California Rural Legal Assistance

California Rural Legal Assistance, Inc. (CRLA) is a 501(c)(3) non-profit legal and political advocacy group that promotes the interests of migrant laborers and the rural poor. The organization provides legal assistance in the areas of employment and labor, housing and eviction, health, public benefits, and educational access.

California Rural Legal Assistance logo

Based in San Francisco, the organization operates 24 regional offices throughout California. CRLA has an annual operating budget of $10 million, and employs 138 staff, 51 of whom are attorneys.[1] José R. Padilla, a lawyer and Berkeley Law graduate, has been the executive director since 1984.

History

California Rural Legal Assistance was founded in 1966 as part of the Johnson administration's War on Poverty. From 1965 until 1981, it was funded by the federal Community Services Agency (CSA). When the Reagan Administration defunded the CSA, it came under the auspices of the government's Legal Services Corporation (LSC). It also receives funding from private foundations such as The California Endowment and businesses such as the Union Bank of California.[2]

In 2002 CRLA was awarded the Domestic Human Rights Award by Global Exchange, and international NGO based in San Francisco.

Between 2000 and 2006, CRLA was investigated six times by LSC or by its Inspector General. The subject of the investigations ranged from issues of timekeeping, to facilities sharing, to CRLA affiliations with non-LSC agencies. The CRLA maintained that the investigations were political fallout for obtaining over one million dollars in settlements from dairy farmers.[3]

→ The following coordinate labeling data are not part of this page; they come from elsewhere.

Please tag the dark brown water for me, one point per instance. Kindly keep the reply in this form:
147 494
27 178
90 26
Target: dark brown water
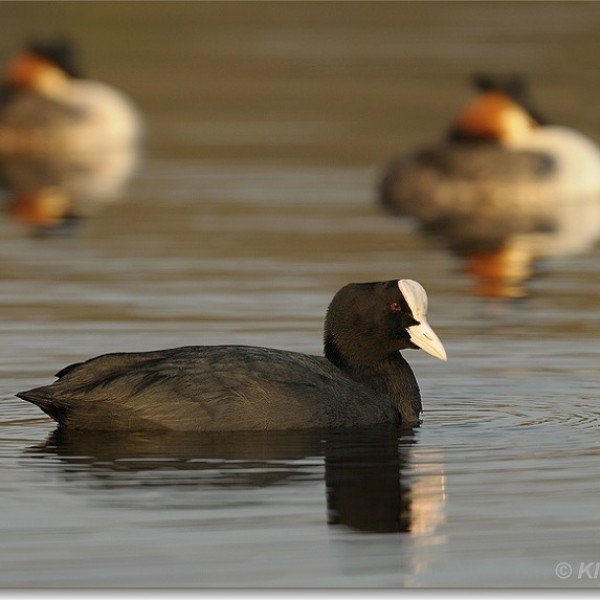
267 127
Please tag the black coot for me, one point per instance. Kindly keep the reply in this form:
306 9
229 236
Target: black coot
362 379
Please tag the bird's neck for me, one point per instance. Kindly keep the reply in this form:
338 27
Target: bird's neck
389 375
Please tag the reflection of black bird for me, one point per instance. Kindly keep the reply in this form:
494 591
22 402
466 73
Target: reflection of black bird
366 487
362 379
502 171
64 140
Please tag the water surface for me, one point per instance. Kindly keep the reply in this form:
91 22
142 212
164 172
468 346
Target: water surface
268 125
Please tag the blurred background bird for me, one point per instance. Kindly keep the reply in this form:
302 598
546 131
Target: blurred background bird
67 142
504 187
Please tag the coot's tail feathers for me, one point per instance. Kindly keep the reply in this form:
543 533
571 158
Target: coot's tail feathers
44 399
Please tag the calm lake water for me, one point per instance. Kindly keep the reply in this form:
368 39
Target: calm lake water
268 125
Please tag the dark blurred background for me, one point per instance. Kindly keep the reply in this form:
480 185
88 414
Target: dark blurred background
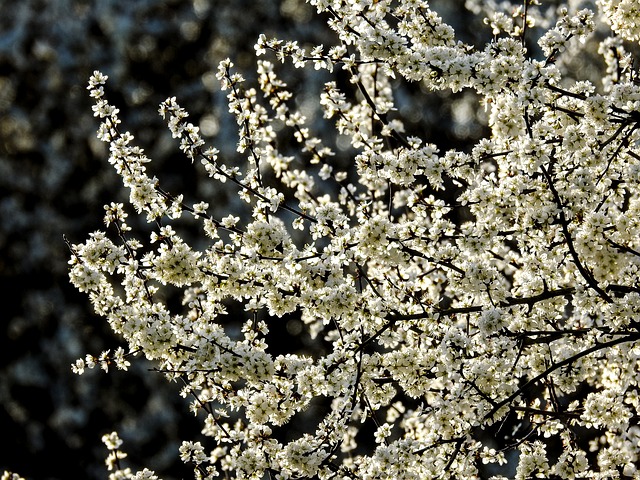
55 179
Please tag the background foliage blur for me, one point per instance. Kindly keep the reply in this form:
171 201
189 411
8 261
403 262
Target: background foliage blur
54 180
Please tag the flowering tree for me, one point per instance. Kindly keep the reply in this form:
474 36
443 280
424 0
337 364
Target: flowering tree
473 313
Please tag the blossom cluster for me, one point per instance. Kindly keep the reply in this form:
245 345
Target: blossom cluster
439 316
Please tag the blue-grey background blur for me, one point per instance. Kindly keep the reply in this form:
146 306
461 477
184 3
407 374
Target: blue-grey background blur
55 179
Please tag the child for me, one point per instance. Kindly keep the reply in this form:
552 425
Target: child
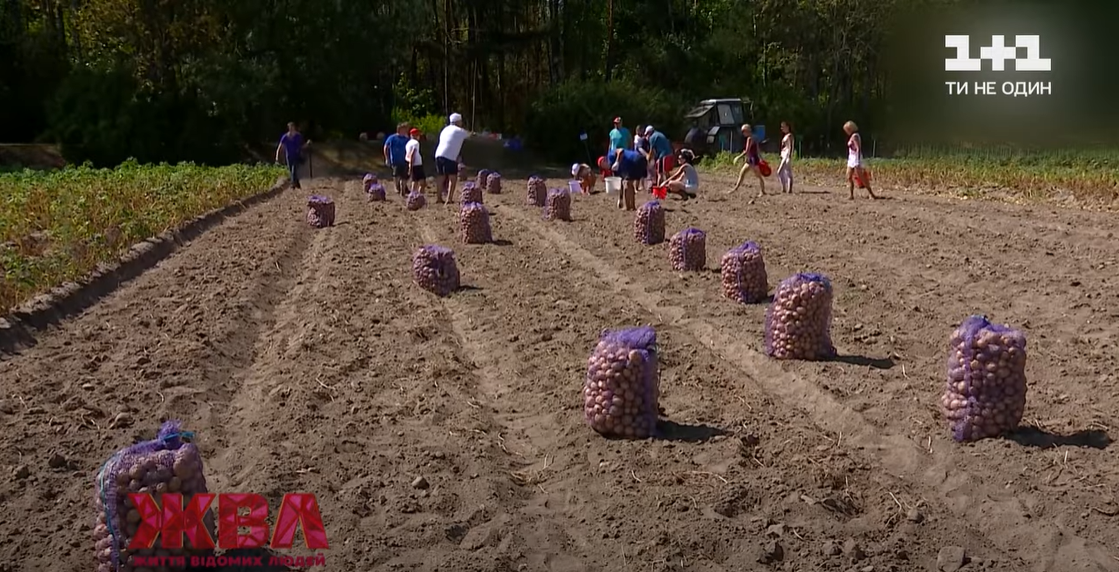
585 176
753 160
685 181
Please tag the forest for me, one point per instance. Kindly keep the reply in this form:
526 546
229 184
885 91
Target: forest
195 80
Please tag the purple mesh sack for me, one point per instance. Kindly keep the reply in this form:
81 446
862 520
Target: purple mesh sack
483 178
986 391
649 223
798 324
743 271
473 224
434 270
375 191
494 184
687 250
168 463
471 193
368 180
557 205
537 191
320 212
415 200
622 385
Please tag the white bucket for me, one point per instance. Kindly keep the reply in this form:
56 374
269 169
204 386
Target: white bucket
613 185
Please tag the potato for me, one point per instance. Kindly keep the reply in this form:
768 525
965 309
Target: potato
434 269
148 467
985 394
743 272
649 223
415 200
622 384
557 205
320 212
471 193
473 224
687 250
494 184
798 322
537 191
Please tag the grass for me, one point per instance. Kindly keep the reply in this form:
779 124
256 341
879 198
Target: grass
57 226
1088 177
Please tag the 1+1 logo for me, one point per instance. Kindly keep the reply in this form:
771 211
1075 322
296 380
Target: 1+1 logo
998 54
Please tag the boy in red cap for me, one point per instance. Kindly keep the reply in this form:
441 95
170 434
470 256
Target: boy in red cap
415 161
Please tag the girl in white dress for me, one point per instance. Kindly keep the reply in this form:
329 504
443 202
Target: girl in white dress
855 167
784 170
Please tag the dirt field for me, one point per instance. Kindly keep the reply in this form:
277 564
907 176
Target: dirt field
307 360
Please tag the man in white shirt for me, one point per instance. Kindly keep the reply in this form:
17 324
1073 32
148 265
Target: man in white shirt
448 156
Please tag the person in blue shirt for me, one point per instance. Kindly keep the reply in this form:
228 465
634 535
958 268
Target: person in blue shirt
395 158
632 167
292 146
619 138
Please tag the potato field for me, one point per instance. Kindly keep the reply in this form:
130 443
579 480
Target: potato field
454 432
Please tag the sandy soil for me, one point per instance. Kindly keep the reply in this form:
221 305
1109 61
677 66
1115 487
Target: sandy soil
307 360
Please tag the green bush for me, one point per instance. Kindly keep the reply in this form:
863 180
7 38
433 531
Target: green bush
558 116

Padilla contends that organizations such as CRLA are "seemingly singled out for special political harassment, through more intense investigations".[4]

CRLA was also the subject of two complaints from the National Legal and Policy Center, both for apparently "violat[ing] the Legal Services Corporation Act and regulations regarding fee-generating cases"[5]

The CRLA has been involved in litigation that led to the ban of DDT, brought legal challenges to the practice of placing non-English-speaking students in special education classes, and the ban of the cortito, the short-handled hoe.[6]